A minha felicidade e alívio também foram imensos, mas o meu medo e vergonha eram ainda maiores. Entre outros problemas, temia que no lugar da fala escapasse de minha boca um mugido. Assim, enquanto meu pai comemorava a minha volta, eu permanecia calada. Desde aquele dia tenho ficado o mais distante possível de Júpiter e Juno. Eles são para mim o que de pior um deus e uma deusa podem representar. Nesse momento, meu ódio por eles apaga qualquer outro pensamento ou emoção.
Meu terapeuta diz que com o tempo e o tratamento certo voltarei a ser a ninfa que sempre fui. Eu tenho as minhas dúvidas. Afinal, traumas como o estupro e ser transformada em uma vaca são difíceis de superar. Além disso, mesmo já tendo passado algum tempo, ainda continuo com alguns hábitos bovinos, como comer grama e mugir quando estou triste. As pessoas compreendem a minha situação e evitam fazer comentários, mas isso não diminui o meu constrangimento.

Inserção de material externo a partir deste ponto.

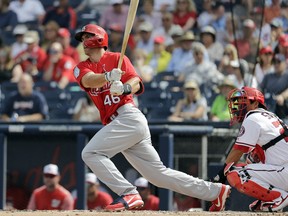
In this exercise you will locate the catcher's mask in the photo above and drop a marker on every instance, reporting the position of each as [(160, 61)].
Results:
[(239, 99)]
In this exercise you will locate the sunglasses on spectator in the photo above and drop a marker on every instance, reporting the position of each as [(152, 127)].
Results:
[(49, 176)]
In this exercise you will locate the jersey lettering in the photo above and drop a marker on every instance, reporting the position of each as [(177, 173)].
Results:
[(109, 99)]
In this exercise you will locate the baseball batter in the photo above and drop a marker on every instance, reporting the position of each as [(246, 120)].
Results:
[(126, 129), (264, 137)]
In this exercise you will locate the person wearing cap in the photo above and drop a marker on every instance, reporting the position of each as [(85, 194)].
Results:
[(185, 14), (146, 37), (58, 67), (25, 104), (275, 85), (64, 37), (18, 45), (151, 202), (265, 64), (214, 48), (52, 195), (159, 58), (96, 198), (116, 12), (8, 18), (192, 107), (31, 38), (219, 109)]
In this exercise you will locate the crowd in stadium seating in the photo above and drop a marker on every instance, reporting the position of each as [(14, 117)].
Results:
[(173, 43)]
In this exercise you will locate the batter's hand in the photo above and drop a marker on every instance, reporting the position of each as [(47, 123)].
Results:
[(114, 75), (117, 88)]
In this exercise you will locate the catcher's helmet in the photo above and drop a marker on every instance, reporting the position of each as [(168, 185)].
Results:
[(238, 100), (100, 38)]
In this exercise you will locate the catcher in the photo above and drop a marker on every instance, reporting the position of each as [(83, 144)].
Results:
[(263, 137)]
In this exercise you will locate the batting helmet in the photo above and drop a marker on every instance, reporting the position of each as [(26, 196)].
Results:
[(238, 100), (100, 38)]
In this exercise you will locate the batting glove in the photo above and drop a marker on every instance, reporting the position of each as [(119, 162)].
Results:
[(117, 88), (114, 75)]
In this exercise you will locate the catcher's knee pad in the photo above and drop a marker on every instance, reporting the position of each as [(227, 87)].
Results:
[(245, 184)]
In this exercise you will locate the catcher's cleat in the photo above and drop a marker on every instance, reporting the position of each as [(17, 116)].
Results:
[(273, 206), (219, 203), (126, 202)]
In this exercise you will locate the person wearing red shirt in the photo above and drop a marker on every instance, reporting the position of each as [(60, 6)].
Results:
[(58, 67), (185, 14), (33, 51), (151, 202), (51, 196), (64, 37), (111, 88), (96, 198)]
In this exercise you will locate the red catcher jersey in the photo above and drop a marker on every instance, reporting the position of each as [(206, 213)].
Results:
[(107, 104)]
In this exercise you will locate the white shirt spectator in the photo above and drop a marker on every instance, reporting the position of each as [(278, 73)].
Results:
[(27, 10)]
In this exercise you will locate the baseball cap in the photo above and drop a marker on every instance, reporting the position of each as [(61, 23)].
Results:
[(159, 40), (141, 182), (31, 37), (112, 2), (249, 23), (91, 178), (267, 49), (146, 26), (276, 22), (51, 169), (20, 29), (64, 33)]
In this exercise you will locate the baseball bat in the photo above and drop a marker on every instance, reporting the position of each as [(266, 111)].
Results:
[(128, 27)]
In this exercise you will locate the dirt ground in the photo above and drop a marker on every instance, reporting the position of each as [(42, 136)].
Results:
[(134, 213)]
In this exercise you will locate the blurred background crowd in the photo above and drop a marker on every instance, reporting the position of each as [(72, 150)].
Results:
[(189, 53)]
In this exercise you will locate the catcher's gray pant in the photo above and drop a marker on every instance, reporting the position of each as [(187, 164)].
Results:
[(129, 134)]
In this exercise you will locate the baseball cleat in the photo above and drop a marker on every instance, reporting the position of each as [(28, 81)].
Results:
[(219, 203), (273, 206), (126, 202)]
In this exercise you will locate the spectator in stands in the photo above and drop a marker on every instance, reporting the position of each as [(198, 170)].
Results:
[(96, 199), (276, 26), (247, 42), (185, 14), (64, 37), (182, 55), (151, 202), (8, 18), (63, 14), (85, 110), (18, 45), (58, 67), (148, 14), (116, 38), (168, 28), (159, 58), (140, 64), (276, 85), (116, 12), (192, 107), (26, 104), (230, 54), (219, 109), (50, 34), (206, 16), (265, 64), (52, 195), (33, 51), (30, 12), (214, 48), (146, 40), (241, 75)]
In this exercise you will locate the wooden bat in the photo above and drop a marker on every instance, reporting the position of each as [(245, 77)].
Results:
[(129, 24)]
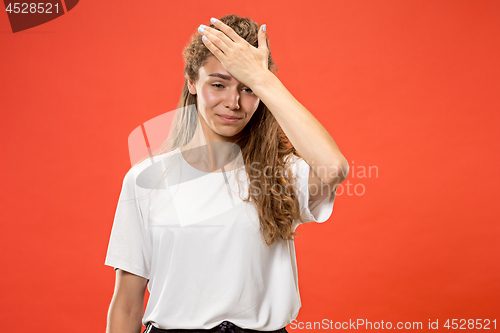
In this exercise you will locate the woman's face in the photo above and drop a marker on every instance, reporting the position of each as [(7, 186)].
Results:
[(225, 104)]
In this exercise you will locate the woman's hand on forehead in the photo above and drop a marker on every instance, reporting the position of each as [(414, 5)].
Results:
[(246, 63)]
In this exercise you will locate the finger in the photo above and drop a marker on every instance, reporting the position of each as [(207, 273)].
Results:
[(262, 38), (227, 30), (218, 38), (214, 49)]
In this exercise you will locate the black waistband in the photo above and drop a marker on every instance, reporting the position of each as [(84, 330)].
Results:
[(225, 326)]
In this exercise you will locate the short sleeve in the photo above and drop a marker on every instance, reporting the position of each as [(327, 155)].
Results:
[(129, 247), (312, 211)]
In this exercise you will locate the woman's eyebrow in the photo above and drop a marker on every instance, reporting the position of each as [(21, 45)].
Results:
[(222, 76)]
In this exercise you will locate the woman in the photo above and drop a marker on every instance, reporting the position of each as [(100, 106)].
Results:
[(212, 260)]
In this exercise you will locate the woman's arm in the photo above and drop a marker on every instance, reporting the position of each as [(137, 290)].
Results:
[(127, 306), (249, 65)]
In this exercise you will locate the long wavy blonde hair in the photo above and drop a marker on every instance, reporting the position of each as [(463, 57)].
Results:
[(261, 140)]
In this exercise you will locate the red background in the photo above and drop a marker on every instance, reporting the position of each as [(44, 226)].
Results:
[(407, 87)]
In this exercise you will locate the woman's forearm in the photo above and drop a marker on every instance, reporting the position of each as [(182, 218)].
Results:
[(122, 319)]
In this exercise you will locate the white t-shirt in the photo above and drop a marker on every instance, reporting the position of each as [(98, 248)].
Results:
[(201, 247)]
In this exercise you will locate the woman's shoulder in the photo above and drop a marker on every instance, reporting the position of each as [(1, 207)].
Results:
[(150, 167)]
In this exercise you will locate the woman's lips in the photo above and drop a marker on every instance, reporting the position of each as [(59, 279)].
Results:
[(228, 119)]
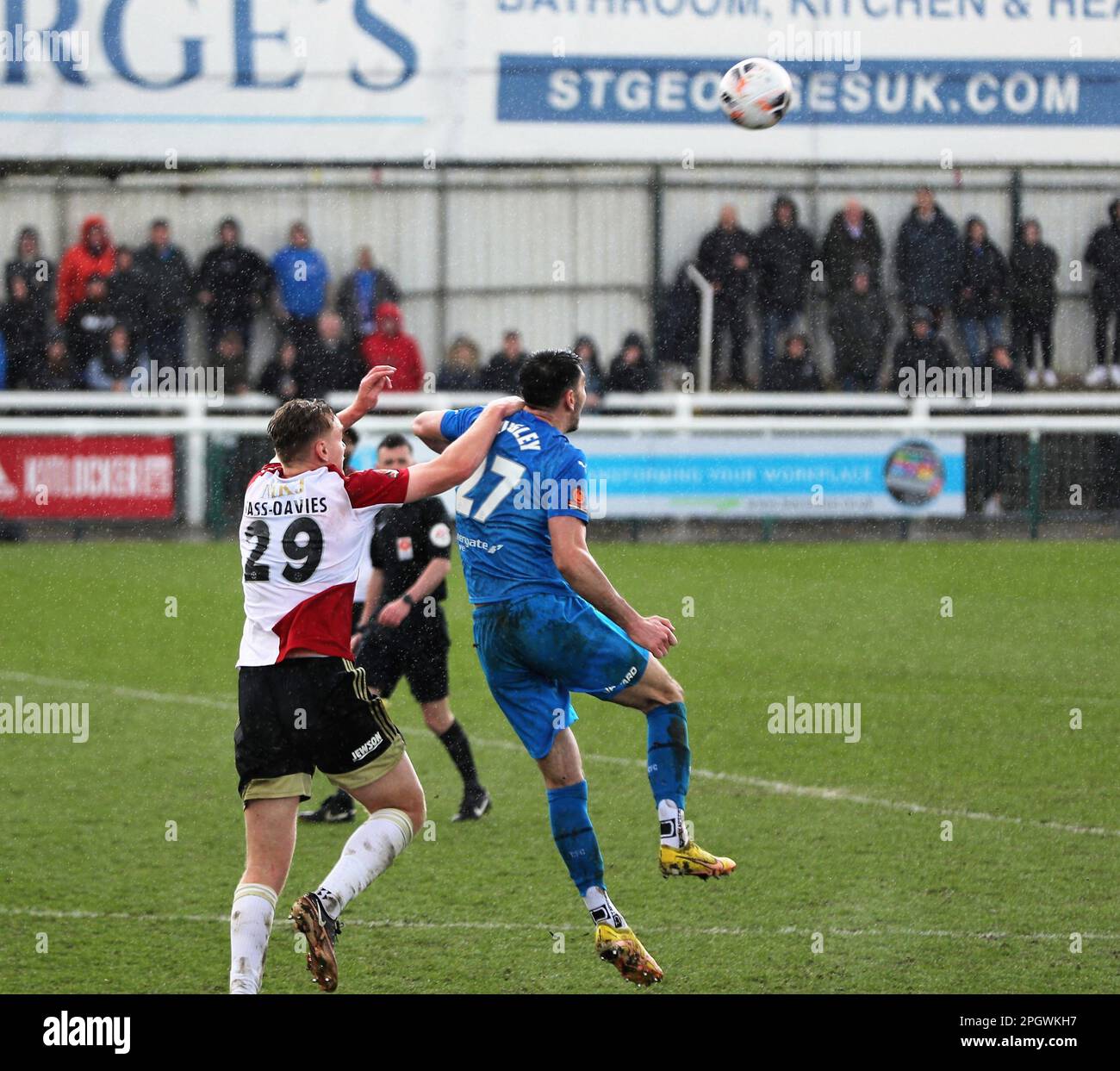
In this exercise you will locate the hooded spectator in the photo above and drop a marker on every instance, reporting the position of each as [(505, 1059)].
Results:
[(302, 275), (922, 347), (725, 260), (588, 353), (36, 271), (501, 374), (795, 371), (283, 374), (92, 256), (54, 370), (112, 370), (389, 344), (89, 324), (128, 295), (928, 258), (332, 361), (859, 325), (852, 239), (232, 284), (459, 370), (632, 371), (784, 261), (359, 294), (981, 291), (1104, 253), (23, 333), (167, 278), (1034, 298)]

De qualquer maneira, tenho me esforçado em seguir as orientações médicas. Não quero que as minhas dúvidas atrapalhem ou atrasem a minha recuperação. Espero apenas que não demore muito, pois em meus pesadelos ainda vejo aqueles olhos horríveis de Argos me seguindo e vigiando. E quando acordo, de minha boca sempre escapa, em vez de um grito, um mugido longo, triste e cheio de dor.